Are newspapers–traditional, black and white, printed on paper–dying? Print magazines are shuttering faster than the doors of Almack’s at 11 o’clock, and newspapers are seeing huge drops in circulation and advertising as well.

Newspapers used to be how everyone got their news, even if it was weeks late. Now, of course, the internet’s ubiquity means that newspapers are past time once they’re printed. My dad’s former newspaper, the Boston Globe, is facing possible closure by its owner, the New York Times, because of union negotiations (thanks to friend HatRack for sending me info about this!).

Back in the Regency, newspapers were as partisan as the New York Post is now, which is to say, newspapers were unabashedly partisan; which paper you subscribed to was dictated by your politics. The British government charged a stamp tax on newspapers, which made them prohibitively costly for all but the wealthy. It’s safe to say, however, based on our fiction and common sense, that newspapers were handed around from person to person and devoured.
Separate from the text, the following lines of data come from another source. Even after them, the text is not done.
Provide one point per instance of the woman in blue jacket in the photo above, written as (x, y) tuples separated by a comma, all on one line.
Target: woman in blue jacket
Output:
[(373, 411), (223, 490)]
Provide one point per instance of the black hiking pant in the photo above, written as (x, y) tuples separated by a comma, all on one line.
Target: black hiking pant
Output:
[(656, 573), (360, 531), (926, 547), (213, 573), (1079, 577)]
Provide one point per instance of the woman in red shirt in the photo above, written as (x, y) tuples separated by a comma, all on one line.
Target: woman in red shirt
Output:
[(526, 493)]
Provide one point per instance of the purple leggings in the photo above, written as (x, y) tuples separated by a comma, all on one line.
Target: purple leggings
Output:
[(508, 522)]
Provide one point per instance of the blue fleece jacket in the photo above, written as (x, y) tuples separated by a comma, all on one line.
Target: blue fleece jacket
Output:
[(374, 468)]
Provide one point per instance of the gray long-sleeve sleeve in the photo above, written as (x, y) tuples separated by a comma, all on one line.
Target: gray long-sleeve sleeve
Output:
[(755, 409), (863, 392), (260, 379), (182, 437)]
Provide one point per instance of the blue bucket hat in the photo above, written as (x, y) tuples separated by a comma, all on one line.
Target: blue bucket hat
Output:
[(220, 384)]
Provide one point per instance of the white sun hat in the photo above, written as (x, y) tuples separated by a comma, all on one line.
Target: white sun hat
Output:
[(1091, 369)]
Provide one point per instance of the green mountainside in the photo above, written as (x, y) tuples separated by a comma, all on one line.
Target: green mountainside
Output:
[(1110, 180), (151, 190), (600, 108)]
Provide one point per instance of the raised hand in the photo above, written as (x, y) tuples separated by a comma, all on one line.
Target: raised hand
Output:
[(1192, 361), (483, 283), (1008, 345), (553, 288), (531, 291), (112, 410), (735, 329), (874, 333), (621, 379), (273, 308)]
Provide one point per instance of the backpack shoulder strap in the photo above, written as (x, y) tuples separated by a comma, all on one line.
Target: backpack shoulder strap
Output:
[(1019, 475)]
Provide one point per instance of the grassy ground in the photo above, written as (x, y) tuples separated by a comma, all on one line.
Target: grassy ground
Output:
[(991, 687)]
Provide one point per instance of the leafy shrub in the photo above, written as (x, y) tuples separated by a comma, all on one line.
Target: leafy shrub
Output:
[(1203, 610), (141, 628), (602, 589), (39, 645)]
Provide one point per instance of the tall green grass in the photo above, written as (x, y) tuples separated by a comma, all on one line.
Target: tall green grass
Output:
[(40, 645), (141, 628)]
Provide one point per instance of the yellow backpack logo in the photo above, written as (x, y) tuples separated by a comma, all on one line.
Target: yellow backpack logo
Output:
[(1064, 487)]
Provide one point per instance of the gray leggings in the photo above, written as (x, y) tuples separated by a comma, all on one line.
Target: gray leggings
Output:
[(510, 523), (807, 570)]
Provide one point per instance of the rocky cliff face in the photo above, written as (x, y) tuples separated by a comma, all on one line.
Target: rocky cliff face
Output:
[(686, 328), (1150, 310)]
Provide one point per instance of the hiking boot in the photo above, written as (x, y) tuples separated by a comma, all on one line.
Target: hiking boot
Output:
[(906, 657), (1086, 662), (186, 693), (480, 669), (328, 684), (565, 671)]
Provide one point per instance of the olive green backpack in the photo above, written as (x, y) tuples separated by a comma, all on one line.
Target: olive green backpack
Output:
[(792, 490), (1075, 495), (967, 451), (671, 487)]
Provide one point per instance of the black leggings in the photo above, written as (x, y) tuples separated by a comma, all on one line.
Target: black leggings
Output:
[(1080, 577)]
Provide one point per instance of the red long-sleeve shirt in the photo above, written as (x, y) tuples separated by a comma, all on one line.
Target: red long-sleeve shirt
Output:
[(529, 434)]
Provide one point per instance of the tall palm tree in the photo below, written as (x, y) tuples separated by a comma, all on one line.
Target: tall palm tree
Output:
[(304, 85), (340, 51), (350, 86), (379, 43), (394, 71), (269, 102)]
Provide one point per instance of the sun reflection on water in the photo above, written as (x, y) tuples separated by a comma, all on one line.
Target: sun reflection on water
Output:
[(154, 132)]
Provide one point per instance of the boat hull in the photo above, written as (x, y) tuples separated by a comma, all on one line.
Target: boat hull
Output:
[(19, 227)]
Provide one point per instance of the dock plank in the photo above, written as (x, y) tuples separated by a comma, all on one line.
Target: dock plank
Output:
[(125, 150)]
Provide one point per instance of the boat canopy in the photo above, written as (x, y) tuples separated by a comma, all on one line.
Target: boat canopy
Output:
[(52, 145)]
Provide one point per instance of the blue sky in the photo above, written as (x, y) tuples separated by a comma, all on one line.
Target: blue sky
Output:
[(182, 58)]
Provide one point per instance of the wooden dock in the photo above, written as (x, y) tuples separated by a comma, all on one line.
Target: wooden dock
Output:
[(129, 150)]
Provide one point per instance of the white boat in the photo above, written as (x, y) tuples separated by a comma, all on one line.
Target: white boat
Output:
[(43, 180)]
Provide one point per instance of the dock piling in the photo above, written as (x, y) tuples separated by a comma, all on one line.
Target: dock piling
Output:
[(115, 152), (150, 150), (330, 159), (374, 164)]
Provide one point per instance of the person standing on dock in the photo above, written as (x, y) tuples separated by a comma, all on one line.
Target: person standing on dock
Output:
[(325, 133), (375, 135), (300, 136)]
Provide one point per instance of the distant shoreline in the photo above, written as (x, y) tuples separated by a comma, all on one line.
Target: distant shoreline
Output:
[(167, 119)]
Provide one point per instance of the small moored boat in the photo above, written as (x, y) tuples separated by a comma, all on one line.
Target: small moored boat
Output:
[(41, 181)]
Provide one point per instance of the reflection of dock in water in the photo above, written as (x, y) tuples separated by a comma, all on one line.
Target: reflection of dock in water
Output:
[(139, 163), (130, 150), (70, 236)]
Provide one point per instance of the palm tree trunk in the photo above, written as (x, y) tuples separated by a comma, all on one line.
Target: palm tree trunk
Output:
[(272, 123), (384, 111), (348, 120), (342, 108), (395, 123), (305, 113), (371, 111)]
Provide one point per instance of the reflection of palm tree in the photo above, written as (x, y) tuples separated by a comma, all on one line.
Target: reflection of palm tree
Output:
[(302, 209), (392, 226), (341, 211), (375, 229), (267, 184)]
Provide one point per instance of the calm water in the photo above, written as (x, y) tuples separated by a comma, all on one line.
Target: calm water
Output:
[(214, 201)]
I’m torn about the death of newspapers myself; on the one hand, I like the purported objectivity they espouse. On the other, I can get an enormous amount of news on the internet for free, and spending money on a newspaper is another luxury I’ve cut out of my daily life. But on the third hand, I don’t want to rely on news sources like the Daily Show and the Huffington Post for my information. The fourth hand almost doesn’t bear mentioning, but newspapers write on subjects I wouldn’t normally search out, so they keep me more informed than I might otherwise choose to be.

The heroine of my book, A Singular Lady, wrote a newspaper column detailing her hunt for a husband. If Titania were around today, she’d be blogging on the same subject.

How about you? Do you still get a hard copy of a newspaper? Where do you get your news?